Republican Rep. Jason Lewis, who lost his re-election bid last week to Democrat Angie Craig, said Monday in a Wall Street Journal opinion column that the late U.S. Sen. John McCain, R-Ariz., is responsible for GOP losses.
Lewis singled out McCain's vote against a bill that would have repealed the Affordable Care Act's individual mandate on July 28, 2017, for voters' decision to return control of the U.S. House of Representatives to Democrats.
"McCain's last-minute decision prompted a 'green wave' of liberal special-interest money, which was used to propagate false claims that the House plan 'gutted coverage for people with pre-existing conditions,' " Lewis wrote.

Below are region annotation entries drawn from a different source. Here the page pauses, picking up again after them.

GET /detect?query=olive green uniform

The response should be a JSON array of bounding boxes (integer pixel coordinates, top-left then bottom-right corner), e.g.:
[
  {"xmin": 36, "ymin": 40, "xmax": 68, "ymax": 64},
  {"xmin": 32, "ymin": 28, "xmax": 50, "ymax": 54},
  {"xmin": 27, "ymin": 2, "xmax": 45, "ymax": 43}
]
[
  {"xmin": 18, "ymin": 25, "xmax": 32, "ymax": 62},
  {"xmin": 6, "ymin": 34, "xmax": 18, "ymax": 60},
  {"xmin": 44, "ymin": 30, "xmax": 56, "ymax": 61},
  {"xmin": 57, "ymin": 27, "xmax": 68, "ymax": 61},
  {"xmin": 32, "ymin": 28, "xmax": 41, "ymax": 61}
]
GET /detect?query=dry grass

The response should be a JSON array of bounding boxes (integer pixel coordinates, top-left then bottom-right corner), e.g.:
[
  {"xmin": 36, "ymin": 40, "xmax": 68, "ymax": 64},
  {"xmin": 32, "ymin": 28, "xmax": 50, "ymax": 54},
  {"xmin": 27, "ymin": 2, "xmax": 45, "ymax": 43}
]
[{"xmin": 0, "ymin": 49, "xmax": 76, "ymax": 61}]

"That line of attack was the Democrats' most potent attack in the midterms. It was endlessly repeated by overt partisans in the media," he added.
He singled out reports, including one in the Star Tribune, that said Republicans wanted to change the law so that insurers could consider sexual assaults and pregnancy as pre-existing conditions.
Nothing in the Republicans' American Health Care Act, Lewis wrote, would have limited coverage for people with pre-existing conditions.
McCain's vote was punctuated by a dramatic thumbs-down gesture, drawing gasps from Democratic senators. It was one of his final votes. He died Aug. 25 after battling a brain tumor. He was 81.
Lewis, a House freshman, lost to Craig in a rematch of their 2016 Second Congressional District race, 47 to 53 percent. During the campaign, he often spoke of his opposition to the ACA, which was enacted under former Democratic President Barack Obama.